Yup. Jacintha Farquar. Again. Here to moan in your lugholes about whatever turgid pap you writers seem to think you can hurl at us poor readers with no comeback.
I mean, here to help you aspiring novelists hone your art and improve your technique.
Life Lessons for Writers – Seven: Cultural References
You, yes, you, stop looking away as if this has nothing to do with you because you know you have done it. You will have dropped the names of movies you love, references to books or music you love and that esoteric hobby of yours, somehow into your magnum opus.

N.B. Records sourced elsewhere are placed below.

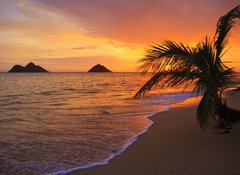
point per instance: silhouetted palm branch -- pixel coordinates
(174, 64)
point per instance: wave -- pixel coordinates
(181, 97)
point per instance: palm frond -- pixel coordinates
(224, 25)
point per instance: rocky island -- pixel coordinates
(30, 67)
(99, 68)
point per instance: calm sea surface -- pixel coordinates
(55, 122)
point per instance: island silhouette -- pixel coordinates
(30, 67)
(99, 68)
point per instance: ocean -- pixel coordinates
(54, 123)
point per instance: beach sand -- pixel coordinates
(175, 145)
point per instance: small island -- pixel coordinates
(99, 68)
(30, 67)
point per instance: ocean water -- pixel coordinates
(52, 123)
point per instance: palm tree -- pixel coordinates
(200, 66)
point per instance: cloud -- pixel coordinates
(143, 20)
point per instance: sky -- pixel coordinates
(74, 35)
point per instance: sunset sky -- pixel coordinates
(74, 35)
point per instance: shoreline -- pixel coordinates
(176, 127)
(190, 101)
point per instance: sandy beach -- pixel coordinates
(175, 145)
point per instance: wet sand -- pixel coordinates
(175, 145)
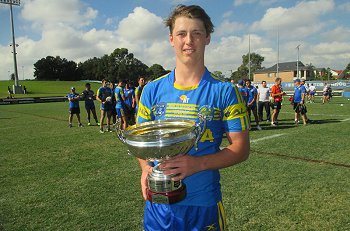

Along comes the reader who is twenty years older or younger than you, loving the book and then POW – you’ve lost them. They don’t care that your main character likes listening to Swooky Pizzaface or that the classic scene in Toy Story Two Hundred and Twenty Three was just soo funny. And maybe you were thinking all your fly fishing pals were going to just love that reference on page sixty-two of your post-apocalyptic novel? Well all two of them who ever read the book might do, but for the rest of your readership you’d probably have more reach by mentioning J.R. Hartley…
Did I lose you on that one?
Go Google it.
That makes my point.
One person’s cool cultural reference is another’s ‘Huh?’ or even ‘Ugh’.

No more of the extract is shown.